De stijl van fictie heeft zijn eigen details. Het dient het emotionele en esthetische veld van de persoonlijkheid. De belangrijkste eigenschappen van de artistieke stijl zijn:
a) esthetisch;
b) impact op emoties: met behulp van artistieke beelden worden de gevoelens en gedachten van de lezer beïnvloed;
c) communicatief: het vermogen om een reactie op te roepen in de geest van de lezer, waardoor gedachten van de ene persoon naar de andere worden overgedragen.
Stylingelementen in literairwerken geven vaak uitdrukking aan artistieke expressiviteit. Ze zijn veel en ze zijn divers. Vaak dienen ze om de expressiviteit en beeldtaal van de tekst te verbeteren.
Middelen van artistieke expressiviteit zijn verdeeld in lexicale of algemene middelen, op paden en op syntactische constructies of figuren van spraak.
De lexicale of algemene middelen omvatten: antoniemen, synoniemen, homoniemen, paroniemen. Het is onmogelijk om een stijl van fictie van een andere te onderscheiden zonder dergelijke lexicale elementen als dialectismen, jargon, professionaliteit, termen. Actief betrokken bij het creëren van stijlen zijn ook neologismen en archaïsmen, ontleningen en fraseologische eenheden, een boekachtige, gemeenschappelijke en expressieve en emotionele vocabulaire.

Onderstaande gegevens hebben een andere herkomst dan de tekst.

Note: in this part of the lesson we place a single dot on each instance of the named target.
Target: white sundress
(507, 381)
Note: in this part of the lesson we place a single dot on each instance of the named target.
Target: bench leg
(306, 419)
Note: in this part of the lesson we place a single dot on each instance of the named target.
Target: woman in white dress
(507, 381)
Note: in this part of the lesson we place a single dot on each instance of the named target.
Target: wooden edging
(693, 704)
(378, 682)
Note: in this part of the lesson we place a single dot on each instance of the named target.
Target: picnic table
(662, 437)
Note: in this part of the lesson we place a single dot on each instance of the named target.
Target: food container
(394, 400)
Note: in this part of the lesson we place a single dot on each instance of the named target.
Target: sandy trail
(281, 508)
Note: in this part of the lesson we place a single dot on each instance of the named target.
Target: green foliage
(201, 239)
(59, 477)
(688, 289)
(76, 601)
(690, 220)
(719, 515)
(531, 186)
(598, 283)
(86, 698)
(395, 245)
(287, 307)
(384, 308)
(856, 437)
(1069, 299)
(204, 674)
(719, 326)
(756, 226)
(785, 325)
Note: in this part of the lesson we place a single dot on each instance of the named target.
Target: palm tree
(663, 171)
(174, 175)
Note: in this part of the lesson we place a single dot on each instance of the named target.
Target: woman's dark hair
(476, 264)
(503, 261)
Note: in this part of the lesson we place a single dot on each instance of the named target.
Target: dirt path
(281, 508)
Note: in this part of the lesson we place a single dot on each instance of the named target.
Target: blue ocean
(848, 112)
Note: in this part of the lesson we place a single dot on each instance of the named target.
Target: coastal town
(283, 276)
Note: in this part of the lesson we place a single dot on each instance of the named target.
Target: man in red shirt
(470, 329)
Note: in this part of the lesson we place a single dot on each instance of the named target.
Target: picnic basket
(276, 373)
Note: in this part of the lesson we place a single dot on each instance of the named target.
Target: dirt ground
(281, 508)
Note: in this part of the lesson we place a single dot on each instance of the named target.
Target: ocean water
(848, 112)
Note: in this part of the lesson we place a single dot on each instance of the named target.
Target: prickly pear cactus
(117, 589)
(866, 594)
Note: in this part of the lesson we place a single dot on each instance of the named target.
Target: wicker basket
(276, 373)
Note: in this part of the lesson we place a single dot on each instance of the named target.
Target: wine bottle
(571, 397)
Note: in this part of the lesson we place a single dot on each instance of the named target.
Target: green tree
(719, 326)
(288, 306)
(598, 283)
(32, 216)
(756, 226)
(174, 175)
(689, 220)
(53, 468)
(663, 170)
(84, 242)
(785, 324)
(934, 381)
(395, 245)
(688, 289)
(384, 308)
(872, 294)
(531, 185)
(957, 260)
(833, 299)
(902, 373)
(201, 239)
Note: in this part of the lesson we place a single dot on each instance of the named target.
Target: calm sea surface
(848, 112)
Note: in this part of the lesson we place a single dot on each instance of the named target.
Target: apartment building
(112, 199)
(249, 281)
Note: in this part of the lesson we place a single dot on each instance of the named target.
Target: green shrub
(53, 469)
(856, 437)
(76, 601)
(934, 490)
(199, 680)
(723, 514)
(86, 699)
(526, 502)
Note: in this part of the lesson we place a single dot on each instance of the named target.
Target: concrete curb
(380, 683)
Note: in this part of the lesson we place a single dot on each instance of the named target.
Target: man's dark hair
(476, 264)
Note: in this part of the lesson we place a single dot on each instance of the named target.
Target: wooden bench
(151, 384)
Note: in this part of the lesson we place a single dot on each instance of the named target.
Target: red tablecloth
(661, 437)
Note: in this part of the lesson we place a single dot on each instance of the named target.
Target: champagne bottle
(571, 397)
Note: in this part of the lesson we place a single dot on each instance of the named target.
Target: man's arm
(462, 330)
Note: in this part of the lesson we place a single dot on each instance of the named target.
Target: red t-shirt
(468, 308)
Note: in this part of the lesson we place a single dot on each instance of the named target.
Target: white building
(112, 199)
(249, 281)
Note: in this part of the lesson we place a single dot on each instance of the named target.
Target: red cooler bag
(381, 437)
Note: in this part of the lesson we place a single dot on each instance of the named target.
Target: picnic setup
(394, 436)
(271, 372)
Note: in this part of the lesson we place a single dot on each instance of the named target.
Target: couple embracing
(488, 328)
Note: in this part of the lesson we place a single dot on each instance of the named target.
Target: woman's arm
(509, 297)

Trails zijn woorden en lexicale constructies dieom de artistieke effect te bereiken en het creëren van een beeld gebruikt in een figuurlijke zin. Het mechanisme van het effect van stijlfiguren gebaseerd op correlatie van de twee begrippen met verschillende semantische plannen. De twee waarden krijgen een nieuwe implementatie, bijvoorbeeld, is de letterlijke betekenis in verband met zinspelend, situationele, een verwijzing naar de situatie. Het beeld wordt gecreëerd door een verschuiving in de zin van het woord - van algemene linguïstische (direct) naar de draagbare, figuurlijk waarde, waardoor het belang van verhoging, verbetering expressie en kleine letters.
Met andere woorden, de paden zijn artistieke middelenexpressiviteit, in staat om de visuele eigenschappen van het beeld te verbeteren. Hiermee kunt u de zichtbaarheid duidelijk weergeven, een object of fenomeen weergeven en zo de gevoelens beïnvloeden en emoties veroorzaken. Tegelijkertijd rijst de vraag onvermijdelijk: zijn alle woorden paden? Alle woorden die kwaliteiten als beeldtaal, dubbele waarde, tweedimensionaliteit en expressiviteit bezitten, kunnen als paden dienen.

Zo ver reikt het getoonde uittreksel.